He says the work is the result of a “very happy period” in his life, and is intended to inhabit the space between a real Africa and an imaginary paradise of romantic images – hence the lunar glow emanating from his trademark dollops of elephant dung.
Despite the work’s stellar imagery, Ofili was inspired, he tells me, by the “upright sense of dignity and formality” which he finds in countries such as Trinidad. “It is a world that doesn’t feel at all like 2003, it is like being in the 1960s.”
Wilson’s show, on the other hand, is unashamedly intellectual in scope: another nod to Venice, but this time a powerful deconstruction of its paintings, its documents, even its shop windows, to address the theme of black identity. The central part of the pavilion is dominated by a remarkable, huge Murano-made black chandelier. Around it, models of black page-boys hold up busts of white women.

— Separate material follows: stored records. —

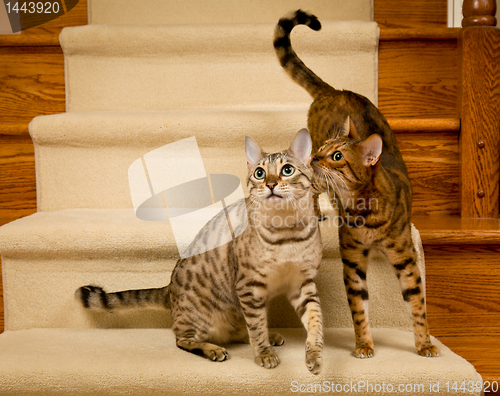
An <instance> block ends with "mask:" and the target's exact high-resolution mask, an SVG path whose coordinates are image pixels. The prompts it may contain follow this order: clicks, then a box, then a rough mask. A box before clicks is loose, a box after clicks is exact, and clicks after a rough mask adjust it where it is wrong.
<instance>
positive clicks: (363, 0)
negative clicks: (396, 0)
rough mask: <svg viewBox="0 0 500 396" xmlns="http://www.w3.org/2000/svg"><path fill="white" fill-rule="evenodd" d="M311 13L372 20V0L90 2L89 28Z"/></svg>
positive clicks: (320, 16)
mask: <svg viewBox="0 0 500 396" xmlns="http://www.w3.org/2000/svg"><path fill="white" fill-rule="evenodd" d="M298 8H302V9H304V10H308V11H314V12H315V13H317V15H318V17H319V18H321V19H322V20H332V21H334V20H361V21H372V20H373V1H372V0H349V1H343V0H272V1H268V0H252V1H235V0H182V1H175V0H174V1H172V0H170V1H169V0H141V1H136V0H106V1H102V0H89V1H88V14H89V23H91V24H111V25H163V24H168V25H180V24H199V23H260V22H271V23H276V22H277V21H278V19H279V18H281V17H282V16H283V15H285V14H286V13H287V12H289V11H290V10H296V9H298Z"/></svg>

In a glass case, there are artefacts that can be found today in the city’s grocery shops: “Otello” chocolates; “Moro di Venezia” (“Venetian Moor”) cake. In another room Old Master paintings – Tiepolo, Vasari, Schiavone – are spotlighted so that the black servant in the far corner of the composition is dramatically thrust into the foreground.
Wilson’s most remarkable coup de theatre is just outside the pavilion, where a “shop window” shows off a group of black mannequins dressed in period costume (all come from actual paintings in the Accademia). In front of the window, a young black African in a Bayern Munich football shirt sets out a cluster of imitation designer handbags on a sheet, such as can be found all over the sidestreets of Venice. He is, of course, part of the installation. When I ask him if he has been employed by the artist, he says, no, it was “mon frere Fred”, and in the spirit of solidarity points to Wilson, who is giving a television interview.
Wilson’s work is biting and imaginative, and dares to ask uncomfortable questions.
He is a charming, urbane figure, who is both knowing and humorous about the very strange world of contemporary art that he inhabits. And he knows what he is worth. When he is asked by a reporter if the fake handbags outside the pavilion are for sale, his reply is pitch perfect in its laconicism: “They will be for sale. Just not at the usual street prices.”
La Biennale di Venezia, 50th International Art Exhibition, until November 2.